Or there’s the riff concerning improvising (a matter of feigning innocence, that is, proceeding “without intent”) and its impossibility:
. . . there was another, more fundamental problem: how to feign innocence. As well as being insurmountable, this difficulty was unfathomable. The idea was to simulate naturalness, in other words, to make it up as he went along. That might have seemed the easiest thing in the world, the paragon of easiness, but in fact there was nothing more difficult; intending to be natural was, in itself, contradictory and self-defeating. In his case, it was condemned to failure from the outset, because if he intended to improvise his course of action, he would have to act as if he were really improvising, and at the same time he would, also, really be improvising, which was no more feasible than moving in two opposite directions at the same time.
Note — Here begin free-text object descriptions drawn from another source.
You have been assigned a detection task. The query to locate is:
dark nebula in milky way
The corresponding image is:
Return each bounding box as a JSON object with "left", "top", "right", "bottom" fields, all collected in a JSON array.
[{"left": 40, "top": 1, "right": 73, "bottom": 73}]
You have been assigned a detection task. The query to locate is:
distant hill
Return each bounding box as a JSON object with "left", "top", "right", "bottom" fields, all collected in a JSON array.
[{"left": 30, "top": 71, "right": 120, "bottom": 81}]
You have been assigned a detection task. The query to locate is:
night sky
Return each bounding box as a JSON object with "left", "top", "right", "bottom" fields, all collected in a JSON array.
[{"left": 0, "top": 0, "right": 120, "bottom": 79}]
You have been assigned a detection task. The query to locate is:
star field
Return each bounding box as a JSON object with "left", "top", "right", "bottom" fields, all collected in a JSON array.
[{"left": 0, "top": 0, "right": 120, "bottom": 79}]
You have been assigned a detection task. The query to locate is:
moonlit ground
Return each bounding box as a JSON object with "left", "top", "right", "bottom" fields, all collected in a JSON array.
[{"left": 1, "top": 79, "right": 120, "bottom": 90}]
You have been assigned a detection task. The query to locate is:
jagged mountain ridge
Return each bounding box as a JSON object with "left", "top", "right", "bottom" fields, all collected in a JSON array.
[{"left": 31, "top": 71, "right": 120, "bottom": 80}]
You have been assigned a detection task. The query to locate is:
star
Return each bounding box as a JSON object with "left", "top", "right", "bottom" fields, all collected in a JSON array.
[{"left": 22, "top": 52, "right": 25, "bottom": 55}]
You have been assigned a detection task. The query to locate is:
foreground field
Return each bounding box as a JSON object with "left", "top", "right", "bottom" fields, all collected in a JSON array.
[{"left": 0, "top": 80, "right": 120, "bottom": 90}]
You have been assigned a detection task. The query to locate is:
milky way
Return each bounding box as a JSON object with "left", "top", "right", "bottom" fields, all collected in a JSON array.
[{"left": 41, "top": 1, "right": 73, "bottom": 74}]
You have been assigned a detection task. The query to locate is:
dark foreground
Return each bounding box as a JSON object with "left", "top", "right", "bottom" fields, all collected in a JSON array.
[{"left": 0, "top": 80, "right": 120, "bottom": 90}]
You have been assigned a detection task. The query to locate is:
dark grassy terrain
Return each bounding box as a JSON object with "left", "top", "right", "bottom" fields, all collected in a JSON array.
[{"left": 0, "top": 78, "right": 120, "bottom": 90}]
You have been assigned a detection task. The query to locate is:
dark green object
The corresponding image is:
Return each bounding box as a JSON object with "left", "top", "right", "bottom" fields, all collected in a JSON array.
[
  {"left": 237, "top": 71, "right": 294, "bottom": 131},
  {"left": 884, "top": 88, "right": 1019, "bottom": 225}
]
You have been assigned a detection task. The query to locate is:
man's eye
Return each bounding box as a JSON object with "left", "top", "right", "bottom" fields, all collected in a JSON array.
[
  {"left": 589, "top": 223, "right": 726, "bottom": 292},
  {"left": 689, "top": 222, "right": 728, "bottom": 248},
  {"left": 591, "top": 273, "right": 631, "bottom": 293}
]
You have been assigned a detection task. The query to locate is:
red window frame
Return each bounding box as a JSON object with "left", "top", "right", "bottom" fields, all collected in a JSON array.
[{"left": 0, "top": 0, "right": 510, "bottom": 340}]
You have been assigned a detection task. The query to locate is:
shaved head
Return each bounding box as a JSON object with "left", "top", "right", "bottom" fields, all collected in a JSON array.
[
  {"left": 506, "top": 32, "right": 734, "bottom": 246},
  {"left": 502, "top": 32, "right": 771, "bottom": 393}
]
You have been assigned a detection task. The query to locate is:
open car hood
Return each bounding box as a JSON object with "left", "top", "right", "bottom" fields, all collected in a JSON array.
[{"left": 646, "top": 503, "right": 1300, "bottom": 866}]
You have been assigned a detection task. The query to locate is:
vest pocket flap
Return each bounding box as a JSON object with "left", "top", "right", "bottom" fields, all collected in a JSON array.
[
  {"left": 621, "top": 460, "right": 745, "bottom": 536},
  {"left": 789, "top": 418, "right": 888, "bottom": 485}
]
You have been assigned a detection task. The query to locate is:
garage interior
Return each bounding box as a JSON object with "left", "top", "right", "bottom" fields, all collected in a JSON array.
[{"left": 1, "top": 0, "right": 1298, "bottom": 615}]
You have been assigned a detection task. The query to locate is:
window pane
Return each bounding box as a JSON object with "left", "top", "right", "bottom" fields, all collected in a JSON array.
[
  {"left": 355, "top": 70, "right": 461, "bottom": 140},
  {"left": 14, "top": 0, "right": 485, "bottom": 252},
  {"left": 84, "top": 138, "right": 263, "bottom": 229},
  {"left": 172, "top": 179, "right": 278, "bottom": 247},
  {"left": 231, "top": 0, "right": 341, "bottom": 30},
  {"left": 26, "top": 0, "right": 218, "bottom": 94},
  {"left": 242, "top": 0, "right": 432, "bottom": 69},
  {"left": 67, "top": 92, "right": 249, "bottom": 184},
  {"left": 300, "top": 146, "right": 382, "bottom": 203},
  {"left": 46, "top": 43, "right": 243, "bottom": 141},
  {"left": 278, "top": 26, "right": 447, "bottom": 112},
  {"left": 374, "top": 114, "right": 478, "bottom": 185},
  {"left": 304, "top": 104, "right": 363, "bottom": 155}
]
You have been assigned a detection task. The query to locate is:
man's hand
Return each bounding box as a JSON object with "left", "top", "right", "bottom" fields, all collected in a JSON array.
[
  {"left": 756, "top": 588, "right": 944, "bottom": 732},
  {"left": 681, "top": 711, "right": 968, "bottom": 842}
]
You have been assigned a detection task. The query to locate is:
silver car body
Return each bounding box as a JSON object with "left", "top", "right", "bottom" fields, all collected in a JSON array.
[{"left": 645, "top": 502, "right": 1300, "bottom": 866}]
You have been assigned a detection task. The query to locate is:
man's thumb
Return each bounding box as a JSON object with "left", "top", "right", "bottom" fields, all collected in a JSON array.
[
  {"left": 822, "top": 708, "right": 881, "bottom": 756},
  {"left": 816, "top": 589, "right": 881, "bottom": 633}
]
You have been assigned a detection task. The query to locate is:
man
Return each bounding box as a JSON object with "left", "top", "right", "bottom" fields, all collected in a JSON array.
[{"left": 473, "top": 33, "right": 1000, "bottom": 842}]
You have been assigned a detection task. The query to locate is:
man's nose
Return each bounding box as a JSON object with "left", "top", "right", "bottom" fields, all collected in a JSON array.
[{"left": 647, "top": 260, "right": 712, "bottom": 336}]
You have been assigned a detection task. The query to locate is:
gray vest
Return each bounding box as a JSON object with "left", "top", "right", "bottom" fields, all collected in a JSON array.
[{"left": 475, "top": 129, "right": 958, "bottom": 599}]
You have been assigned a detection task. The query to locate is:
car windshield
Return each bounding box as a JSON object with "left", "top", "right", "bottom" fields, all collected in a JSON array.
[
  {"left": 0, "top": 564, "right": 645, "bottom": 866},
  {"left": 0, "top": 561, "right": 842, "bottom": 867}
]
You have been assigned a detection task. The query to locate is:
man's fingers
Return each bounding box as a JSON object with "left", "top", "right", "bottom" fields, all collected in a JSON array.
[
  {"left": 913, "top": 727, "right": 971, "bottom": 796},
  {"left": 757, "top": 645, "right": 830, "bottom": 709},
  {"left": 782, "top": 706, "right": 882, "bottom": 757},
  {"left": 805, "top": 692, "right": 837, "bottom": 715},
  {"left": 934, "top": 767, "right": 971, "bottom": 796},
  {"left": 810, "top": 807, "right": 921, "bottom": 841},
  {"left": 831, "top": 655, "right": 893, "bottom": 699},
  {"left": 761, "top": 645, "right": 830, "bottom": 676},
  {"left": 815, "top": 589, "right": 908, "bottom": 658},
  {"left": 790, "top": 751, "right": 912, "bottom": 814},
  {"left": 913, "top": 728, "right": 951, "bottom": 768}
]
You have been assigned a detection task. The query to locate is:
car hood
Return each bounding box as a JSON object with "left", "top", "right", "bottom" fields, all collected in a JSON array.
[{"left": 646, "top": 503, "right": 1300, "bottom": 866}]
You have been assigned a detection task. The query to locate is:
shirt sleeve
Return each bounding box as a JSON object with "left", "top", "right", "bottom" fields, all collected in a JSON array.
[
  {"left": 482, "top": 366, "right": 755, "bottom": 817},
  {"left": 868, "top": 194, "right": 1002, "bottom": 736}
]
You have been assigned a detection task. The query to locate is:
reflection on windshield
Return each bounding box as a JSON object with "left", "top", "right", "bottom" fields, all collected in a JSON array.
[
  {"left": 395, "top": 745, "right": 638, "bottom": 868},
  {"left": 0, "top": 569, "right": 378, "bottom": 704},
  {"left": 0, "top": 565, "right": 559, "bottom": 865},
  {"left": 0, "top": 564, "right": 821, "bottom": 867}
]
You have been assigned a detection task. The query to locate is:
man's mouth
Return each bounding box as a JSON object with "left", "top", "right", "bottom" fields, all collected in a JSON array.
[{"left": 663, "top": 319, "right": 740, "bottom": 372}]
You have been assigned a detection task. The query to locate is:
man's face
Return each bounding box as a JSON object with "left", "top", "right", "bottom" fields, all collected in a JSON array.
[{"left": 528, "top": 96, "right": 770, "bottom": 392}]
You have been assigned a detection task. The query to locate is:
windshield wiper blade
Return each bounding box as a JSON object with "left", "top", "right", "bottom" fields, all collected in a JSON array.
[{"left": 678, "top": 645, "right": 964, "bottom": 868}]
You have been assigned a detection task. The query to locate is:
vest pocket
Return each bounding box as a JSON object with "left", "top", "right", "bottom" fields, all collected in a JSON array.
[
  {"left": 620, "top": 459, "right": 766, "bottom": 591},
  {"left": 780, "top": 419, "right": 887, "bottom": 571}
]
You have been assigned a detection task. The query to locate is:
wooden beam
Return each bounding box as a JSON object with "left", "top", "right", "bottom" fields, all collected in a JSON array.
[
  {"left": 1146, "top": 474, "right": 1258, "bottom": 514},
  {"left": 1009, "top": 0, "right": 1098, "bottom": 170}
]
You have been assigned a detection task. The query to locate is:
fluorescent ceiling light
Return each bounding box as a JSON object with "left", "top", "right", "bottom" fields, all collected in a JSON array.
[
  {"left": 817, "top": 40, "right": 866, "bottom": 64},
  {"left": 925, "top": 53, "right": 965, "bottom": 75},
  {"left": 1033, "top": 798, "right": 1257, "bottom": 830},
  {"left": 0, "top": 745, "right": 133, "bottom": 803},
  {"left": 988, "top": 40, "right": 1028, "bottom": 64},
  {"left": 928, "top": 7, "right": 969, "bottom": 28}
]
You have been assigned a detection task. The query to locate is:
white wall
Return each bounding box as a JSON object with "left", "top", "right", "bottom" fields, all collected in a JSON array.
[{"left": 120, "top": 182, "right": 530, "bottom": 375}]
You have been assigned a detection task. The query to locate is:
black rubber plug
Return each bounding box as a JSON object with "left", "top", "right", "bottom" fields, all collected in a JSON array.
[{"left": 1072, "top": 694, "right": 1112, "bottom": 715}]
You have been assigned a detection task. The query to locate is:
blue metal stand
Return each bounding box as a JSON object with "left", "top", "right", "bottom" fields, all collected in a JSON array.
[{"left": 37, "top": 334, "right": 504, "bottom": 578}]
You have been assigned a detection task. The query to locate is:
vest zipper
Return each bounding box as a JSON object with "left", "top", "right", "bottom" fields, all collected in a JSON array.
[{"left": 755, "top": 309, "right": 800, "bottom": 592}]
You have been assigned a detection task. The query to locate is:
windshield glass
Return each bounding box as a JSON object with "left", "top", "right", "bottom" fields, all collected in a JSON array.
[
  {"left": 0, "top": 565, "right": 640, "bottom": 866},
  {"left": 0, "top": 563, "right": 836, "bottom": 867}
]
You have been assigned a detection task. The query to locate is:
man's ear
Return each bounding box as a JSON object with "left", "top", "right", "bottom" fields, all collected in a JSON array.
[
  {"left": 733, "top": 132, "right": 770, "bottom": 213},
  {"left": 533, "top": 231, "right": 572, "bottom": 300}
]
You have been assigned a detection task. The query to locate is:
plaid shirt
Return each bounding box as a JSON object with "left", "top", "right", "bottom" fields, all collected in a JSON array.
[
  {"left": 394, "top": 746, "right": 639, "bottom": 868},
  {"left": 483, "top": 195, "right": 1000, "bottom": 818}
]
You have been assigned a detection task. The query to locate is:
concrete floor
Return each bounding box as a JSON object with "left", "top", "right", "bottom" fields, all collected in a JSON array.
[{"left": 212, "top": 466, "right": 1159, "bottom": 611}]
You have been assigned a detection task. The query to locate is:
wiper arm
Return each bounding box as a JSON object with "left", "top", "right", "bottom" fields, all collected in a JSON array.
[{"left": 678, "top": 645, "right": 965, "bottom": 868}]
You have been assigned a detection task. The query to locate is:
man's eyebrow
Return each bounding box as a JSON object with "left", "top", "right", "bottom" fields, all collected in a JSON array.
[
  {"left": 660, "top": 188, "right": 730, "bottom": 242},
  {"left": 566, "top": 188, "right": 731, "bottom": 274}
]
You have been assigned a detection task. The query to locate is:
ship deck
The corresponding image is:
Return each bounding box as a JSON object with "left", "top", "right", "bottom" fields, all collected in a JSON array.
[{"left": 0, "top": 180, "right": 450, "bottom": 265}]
Irrespective of intentions, each act (or gesture or attempt or instant) had to be followed by another, by any one of all the others. The improviser had a make a superhuman choice among all the possibilities, which, by definition, were so numerous that a lifetime would not suffice to count them or even to contemplate there range. And improvising meant, by definition again, that he didn’t have a lifetime at his disposal, or even a fragment of a life, but only an atom, a vanishing of time. Decisions, that is, choices and intentions, were nourished by time, but the premises of improvisation swallowed up all the available time, before the improvising could even begin. And appearances were against him, because whatever account he gave of his day, that story would presuppose time, and no one would believe that time had been annulled.
One is returned into that infinite proliferatory “within” found between any two events, what Aira calls “the same teeming, variegated nothing . . .” A vertiginous and exhilarating space.